The Consumer Financial Protection Bureau has filed a lawsuit against the New Jersey-based mortgage lender PHH Corporation and its affiliates: PHH Home Loans LLC, Atrium Insurance Corporation and Atrium Reinsurance Corporation.
The suit alleges that the company harmed consumers through a mortgage insurance kickback scheme that started as early as 1995. The CFPB is asking the court for a civil fine, a permanent injunction to prevent future violations, and victim restitution.
How Mortgage Insurance Works
When homeowners borrow more than 80 percent of the value of their home, mortgage insurance is usually required. It protects the lender against the risk of default. Generally, the lender, not the borrower, selects the mortgage insurer. The borrower pays the insurance premium every month in addition to the mortgage payment. While mortgage insurance can help borrowers get a loan when they cannot make a 20 percent down payment, it also adds to the cost of monthly payments for borrowers who have little equity in their homes.
The Bureau Says PHH Ran a Kickback Scheme
The bureau investigated the companies and found PHH referred consumers to partner insurers, and in exchange those insurers bought “reinsurance” from PHH’s subsidiaries. Reinsurance is supposed to transfer risk to help mortgage insurers cover their own risk of unexpectedly high losses. But recommending those insurers in exchange for their business amounted to an illegal kickback scheme, the bureau says, and that hurt homeowners who were charged too much for the insurance.

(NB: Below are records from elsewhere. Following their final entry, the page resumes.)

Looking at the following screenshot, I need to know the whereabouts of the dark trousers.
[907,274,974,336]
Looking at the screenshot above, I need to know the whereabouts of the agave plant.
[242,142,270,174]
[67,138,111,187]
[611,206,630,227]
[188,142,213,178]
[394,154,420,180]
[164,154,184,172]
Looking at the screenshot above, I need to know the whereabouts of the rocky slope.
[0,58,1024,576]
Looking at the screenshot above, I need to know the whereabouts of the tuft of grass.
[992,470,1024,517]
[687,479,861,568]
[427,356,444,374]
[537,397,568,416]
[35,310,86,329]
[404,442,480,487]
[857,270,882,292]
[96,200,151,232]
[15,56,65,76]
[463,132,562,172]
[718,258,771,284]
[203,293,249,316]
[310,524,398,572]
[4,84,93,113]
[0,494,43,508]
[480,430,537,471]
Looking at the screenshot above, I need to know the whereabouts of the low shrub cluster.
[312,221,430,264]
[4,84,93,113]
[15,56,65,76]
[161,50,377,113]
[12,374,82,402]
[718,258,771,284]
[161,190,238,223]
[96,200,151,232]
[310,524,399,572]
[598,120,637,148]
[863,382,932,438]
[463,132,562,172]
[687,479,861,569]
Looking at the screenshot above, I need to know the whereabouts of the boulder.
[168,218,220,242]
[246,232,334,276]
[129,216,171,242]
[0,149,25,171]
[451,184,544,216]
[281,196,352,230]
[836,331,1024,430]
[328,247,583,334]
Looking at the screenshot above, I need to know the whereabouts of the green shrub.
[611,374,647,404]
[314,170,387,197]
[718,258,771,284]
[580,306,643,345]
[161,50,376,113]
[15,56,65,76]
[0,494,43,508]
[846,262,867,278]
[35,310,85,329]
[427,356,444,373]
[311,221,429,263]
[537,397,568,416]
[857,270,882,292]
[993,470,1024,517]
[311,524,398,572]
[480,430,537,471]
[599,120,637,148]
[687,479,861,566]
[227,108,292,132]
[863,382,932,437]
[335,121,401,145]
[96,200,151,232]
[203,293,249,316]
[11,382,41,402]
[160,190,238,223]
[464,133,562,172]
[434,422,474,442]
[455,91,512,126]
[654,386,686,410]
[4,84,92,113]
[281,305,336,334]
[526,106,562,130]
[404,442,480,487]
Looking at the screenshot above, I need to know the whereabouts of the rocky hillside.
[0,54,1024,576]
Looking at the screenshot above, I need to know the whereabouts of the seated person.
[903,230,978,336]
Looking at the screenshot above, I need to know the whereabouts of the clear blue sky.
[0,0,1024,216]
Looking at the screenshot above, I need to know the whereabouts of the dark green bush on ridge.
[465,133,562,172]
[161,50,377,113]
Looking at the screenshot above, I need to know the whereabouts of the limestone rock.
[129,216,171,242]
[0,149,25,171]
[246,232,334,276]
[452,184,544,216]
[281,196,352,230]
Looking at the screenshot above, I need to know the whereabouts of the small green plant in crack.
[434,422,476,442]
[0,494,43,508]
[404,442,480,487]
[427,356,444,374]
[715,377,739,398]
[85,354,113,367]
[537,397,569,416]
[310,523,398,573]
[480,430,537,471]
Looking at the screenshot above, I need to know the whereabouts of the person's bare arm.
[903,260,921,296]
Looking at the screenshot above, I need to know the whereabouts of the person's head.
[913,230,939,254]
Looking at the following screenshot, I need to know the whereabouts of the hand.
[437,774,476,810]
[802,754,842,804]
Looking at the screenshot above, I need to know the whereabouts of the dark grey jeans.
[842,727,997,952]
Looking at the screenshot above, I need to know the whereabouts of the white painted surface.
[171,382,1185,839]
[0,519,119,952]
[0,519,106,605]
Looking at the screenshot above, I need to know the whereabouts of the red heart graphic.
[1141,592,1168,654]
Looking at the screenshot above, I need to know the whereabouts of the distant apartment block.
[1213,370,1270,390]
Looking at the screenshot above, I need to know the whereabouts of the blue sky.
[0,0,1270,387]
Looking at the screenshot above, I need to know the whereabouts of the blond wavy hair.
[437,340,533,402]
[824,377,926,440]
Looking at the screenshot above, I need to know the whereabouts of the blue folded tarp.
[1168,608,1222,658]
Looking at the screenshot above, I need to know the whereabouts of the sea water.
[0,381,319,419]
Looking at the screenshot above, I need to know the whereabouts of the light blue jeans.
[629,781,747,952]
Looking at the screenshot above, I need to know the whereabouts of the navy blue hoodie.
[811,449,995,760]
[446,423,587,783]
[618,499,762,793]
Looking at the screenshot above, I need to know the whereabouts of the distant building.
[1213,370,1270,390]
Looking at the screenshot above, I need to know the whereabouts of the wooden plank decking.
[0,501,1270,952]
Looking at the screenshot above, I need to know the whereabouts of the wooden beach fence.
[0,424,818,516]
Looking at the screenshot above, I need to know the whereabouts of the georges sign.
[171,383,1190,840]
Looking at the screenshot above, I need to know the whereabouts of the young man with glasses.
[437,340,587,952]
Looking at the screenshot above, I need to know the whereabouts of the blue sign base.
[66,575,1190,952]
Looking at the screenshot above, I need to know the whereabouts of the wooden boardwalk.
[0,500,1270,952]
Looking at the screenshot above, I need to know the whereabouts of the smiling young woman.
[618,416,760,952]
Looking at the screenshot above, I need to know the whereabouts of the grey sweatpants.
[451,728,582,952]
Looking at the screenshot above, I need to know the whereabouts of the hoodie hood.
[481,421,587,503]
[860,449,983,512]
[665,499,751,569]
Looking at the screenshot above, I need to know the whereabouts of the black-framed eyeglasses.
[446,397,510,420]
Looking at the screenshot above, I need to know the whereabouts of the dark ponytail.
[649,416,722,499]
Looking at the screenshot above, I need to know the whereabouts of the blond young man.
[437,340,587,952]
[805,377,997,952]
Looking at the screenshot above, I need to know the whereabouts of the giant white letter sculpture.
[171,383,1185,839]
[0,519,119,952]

In a press release the bureau says:
The Bureau believes that from the start of the arrangements, and continuing into at least 2009, PHH manipulated its allocation of mortgage insurance business to maximize kickback reinsurance payments for itself. PHH Corporation and its affiliates are specifically accused of:
· Kickbacks: Over the approximately 15-year scheme, the CFPB alleges that PHH set up a system whereby it received as much as 40 percent of the premiums that consumers paid to mortgage insurers, collecting hundreds of millions of dollars in kickbacks;
· Overcharging Loans: In some cases, PHH charged more money for loans to consumers who did not buy mortgage insurance from one of its kickback partners. In general, they charged these consumers additional percentage points on their loans; and
· Creating Higher-Priced Insurance: PHH pressured mortgage insurers to “purchase” its reinsurance with the understanding or agreement that the insurers would then receive borrower referrals from PHH. PHH continued to steer business to its mortgage insurance partners even when it knew the prices its partners charged were higher than competitors’ prices.
A Notice of Charges initiates proceedings in an administrative forum, and is similar to a complaint filed in federal court. This case will be tried by an Administrative Law Judge from the Bureau’s Office of Administrative Adjudication, an independent adjudicatory office within the Bureau. The Administrative Law Judge will hold hearings and make a recommended decision regarding the charges, which may be appealed to the Director of the CFPB for a final decision.
The Bureau’s administrative proceedings are similar to the administrative proceedings of other federal regulators, including the Securities and Exchange Commission, the Federal Trade Commission, and prudential regulators like the Office of the Comptroller of the Currency and the Federal Deposit Insurance Corporation.
The Office of Inspector General at the Department of Housing and Urban Development (HUD) initiated the investigation of PHH’s reinsurance practices, and in July 2011, HUD’s authority over the investigation transferred to the CFPB. Since then, HUD has given the Bureau valuable assistance in this matter.
This administrative proceeding follows the Bureau’s settlements in 2013 with five mortgage insurers who participated in similar schemes.
The Notice of Charges is not a finding or ruling that the defendants have actually violated the law. The Bureau’s Rules of Practice for Adjudication Proceedings provide that the CFPB may publish the actual Notice of Charges ten days after the company is served. If allowed by the hearing officer, the charges will be available on the CFPB website after Feb. 12, 2014.